Service Fabric – Service Fabric is a homegrown microservice framework that has its own model for running microservices natively written for Service Fabric as well as the ability to run containers. The Service Fabric engine provides orchestration, monitoring, scaling, and healing for services running on Service Fabric.
When to use: Service Fabric for containers is useful for people already familiar with Service Fabric and want to use containers to host microservices.
Azure Kubernetes Services (AKS) – AKS is the flagship container offering on Azure. It is a fully managed Kubernetes and standards-based implementation that integrates well with other Azure service like Azure VNets, Load Balancers, Application Gateways, Azure File Storage, Azure Manage Disks and Azure Blob Storage without having to actually do anything beyond define references to these resources in Kubernetes resource files. This makes AKS a best-in-class offering for hosting all kinds of applications from web apps, databases, caching clusters, and numerous other options. Creating an AKS cluster is easy, scaling up and down is simple, and you only have to pay for the compute nodes.
When to use: AKS is the general-purpose container offering and can be tuned for large and small apps alike. It is the best choice when one of the more aforementioned niche services won’t work for the given app.
There are a few other services worth mentioning that amend the aforementioned container offerings.
Azure Container Registry (ACR) – ACR is a Blob Storage backed container registry as a service on Azure that allows you to host your own images as in either public or private repositories. It also has integration with third parties for security scanning and the ability to integrate with other services through webhooks so automation can happen when new container images are pushed.
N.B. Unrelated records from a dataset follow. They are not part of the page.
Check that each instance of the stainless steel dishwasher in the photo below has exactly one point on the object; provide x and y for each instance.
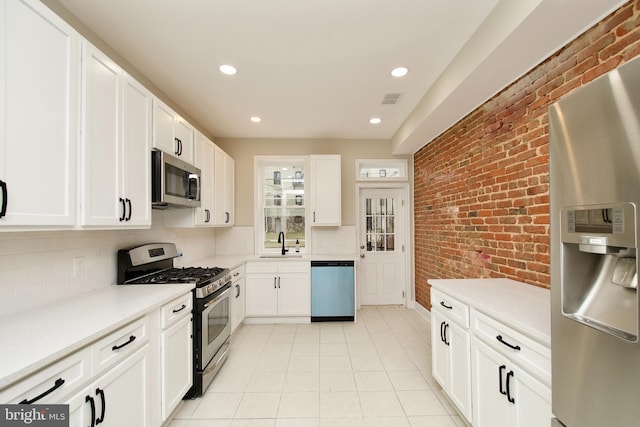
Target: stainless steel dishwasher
(332, 291)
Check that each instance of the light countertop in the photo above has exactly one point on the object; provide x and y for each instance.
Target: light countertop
(524, 307)
(35, 338)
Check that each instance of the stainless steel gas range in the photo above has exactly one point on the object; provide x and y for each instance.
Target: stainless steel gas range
(152, 264)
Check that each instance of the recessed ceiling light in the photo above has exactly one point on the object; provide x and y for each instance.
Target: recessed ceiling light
(399, 71)
(228, 69)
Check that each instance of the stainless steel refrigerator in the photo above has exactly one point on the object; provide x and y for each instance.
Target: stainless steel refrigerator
(595, 196)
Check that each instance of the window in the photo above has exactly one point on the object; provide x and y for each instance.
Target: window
(381, 169)
(280, 192)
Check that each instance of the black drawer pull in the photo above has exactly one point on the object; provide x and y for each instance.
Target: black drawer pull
(513, 347)
(3, 209)
(118, 347)
(500, 372)
(180, 309)
(93, 409)
(100, 419)
(56, 385)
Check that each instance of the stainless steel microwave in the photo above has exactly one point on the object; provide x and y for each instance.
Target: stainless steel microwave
(175, 183)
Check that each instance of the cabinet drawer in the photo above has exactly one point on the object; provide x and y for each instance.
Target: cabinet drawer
(52, 383)
(237, 274)
(176, 310)
(119, 344)
(293, 267)
(530, 355)
(450, 307)
(262, 267)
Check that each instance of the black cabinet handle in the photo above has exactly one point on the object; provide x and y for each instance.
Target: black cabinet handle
(124, 209)
(100, 419)
(500, 371)
(93, 409)
(56, 385)
(513, 347)
(509, 398)
(129, 214)
(5, 196)
(118, 347)
(446, 341)
(177, 149)
(448, 307)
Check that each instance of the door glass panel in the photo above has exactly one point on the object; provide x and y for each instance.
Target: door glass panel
(380, 220)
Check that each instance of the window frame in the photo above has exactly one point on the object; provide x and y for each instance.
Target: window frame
(260, 163)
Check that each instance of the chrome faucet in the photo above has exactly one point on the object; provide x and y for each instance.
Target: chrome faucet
(281, 240)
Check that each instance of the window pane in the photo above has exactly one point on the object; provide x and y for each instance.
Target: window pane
(283, 204)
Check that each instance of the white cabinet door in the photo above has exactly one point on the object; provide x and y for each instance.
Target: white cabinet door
(38, 116)
(184, 138)
(224, 188)
(101, 201)
(204, 159)
(163, 128)
(119, 398)
(489, 386)
(262, 295)
(532, 404)
(116, 131)
(326, 190)
(136, 153)
(177, 364)
(451, 363)
(460, 368)
(238, 304)
(439, 350)
(293, 294)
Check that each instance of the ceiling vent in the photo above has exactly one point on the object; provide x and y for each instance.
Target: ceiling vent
(390, 99)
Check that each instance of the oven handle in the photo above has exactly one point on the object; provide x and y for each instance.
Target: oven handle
(218, 298)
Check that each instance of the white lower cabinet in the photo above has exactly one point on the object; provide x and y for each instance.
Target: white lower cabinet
(176, 351)
(277, 289)
(238, 290)
(504, 394)
(492, 371)
(451, 353)
(118, 398)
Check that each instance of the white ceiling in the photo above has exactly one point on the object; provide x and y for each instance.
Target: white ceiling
(320, 68)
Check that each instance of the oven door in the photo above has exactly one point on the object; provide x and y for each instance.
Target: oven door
(216, 325)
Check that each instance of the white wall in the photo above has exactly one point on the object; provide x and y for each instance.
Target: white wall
(37, 268)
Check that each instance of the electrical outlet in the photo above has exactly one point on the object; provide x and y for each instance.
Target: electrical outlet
(78, 266)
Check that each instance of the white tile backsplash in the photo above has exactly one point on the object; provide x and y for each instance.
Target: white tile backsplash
(38, 267)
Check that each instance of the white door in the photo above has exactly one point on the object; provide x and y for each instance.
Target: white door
(381, 275)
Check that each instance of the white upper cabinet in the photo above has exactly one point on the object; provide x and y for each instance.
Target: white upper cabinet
(326, 190)
(39, 63)
(224, 189)
(171, 133)
(203, 216)
(115, 145)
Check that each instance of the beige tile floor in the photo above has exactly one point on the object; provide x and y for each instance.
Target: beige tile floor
(375, 372)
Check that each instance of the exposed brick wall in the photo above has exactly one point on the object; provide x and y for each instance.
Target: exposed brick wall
(482, 187)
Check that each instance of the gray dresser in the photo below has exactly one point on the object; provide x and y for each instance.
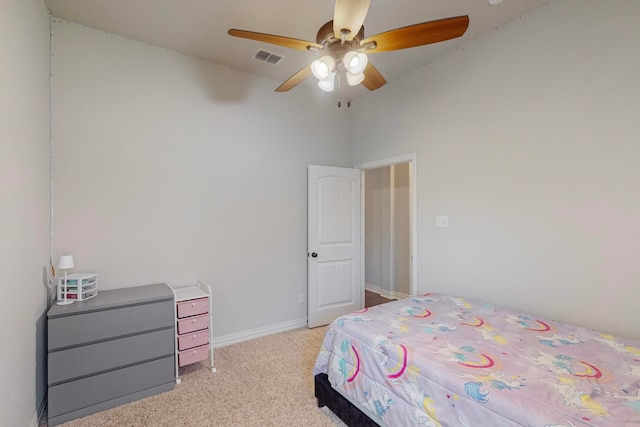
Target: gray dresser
(108, 350)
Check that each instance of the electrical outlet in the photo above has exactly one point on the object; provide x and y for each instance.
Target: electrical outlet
(442, 221)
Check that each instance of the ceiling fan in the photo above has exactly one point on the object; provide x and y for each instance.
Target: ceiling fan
(343, 45)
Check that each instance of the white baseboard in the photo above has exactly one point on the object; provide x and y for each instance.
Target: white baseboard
(385, 293)
(251, 334)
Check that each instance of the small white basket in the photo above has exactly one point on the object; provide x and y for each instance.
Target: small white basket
(80, 287)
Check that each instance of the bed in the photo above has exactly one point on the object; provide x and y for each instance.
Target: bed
(438, 360)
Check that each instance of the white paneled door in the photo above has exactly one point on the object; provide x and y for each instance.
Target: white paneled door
(334, 259)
ACR also supports geo-replication of images to ensure container images are highly available.
When to use: Use ACR when you need to manage custom container images in a secure way.
Azure Arc – Azure Arc is a brand-new service in Azure announced at Ignite 2019. Arc is not so much a platform for running containers as it is a set of tools that allows you to extend, operationalize and manage multisite setups that extend beyond Azure such as your on-premise datacenter or into other clouds. Arc can manage Kubernetes based applications on these extensions.
When to use: Use Arc when you want to manage multiple sites running Kubernetes through a centralized management system.
AKS Engine – AKS Engine is the secret sauce behind AKS. Microsoft has made the same engine used to deploy AKS on Azure as a service available to users. AKS helps ease the creation of a container cluster on virtual machines running on Azure by automating the process. One simply needs to define the cluster’s parameters and AKS does the rest.
When to use: Use AKS Engine when running containers on Azure as a service is not an option.
Conclusion
So, there are the options for running containers on Azure. There are no hard and fast rules that says which of the services will work best for your application, and in some cases two of the services may be equally viable. In that case, the best thing to do then would be to implement both and see which will work best for your application.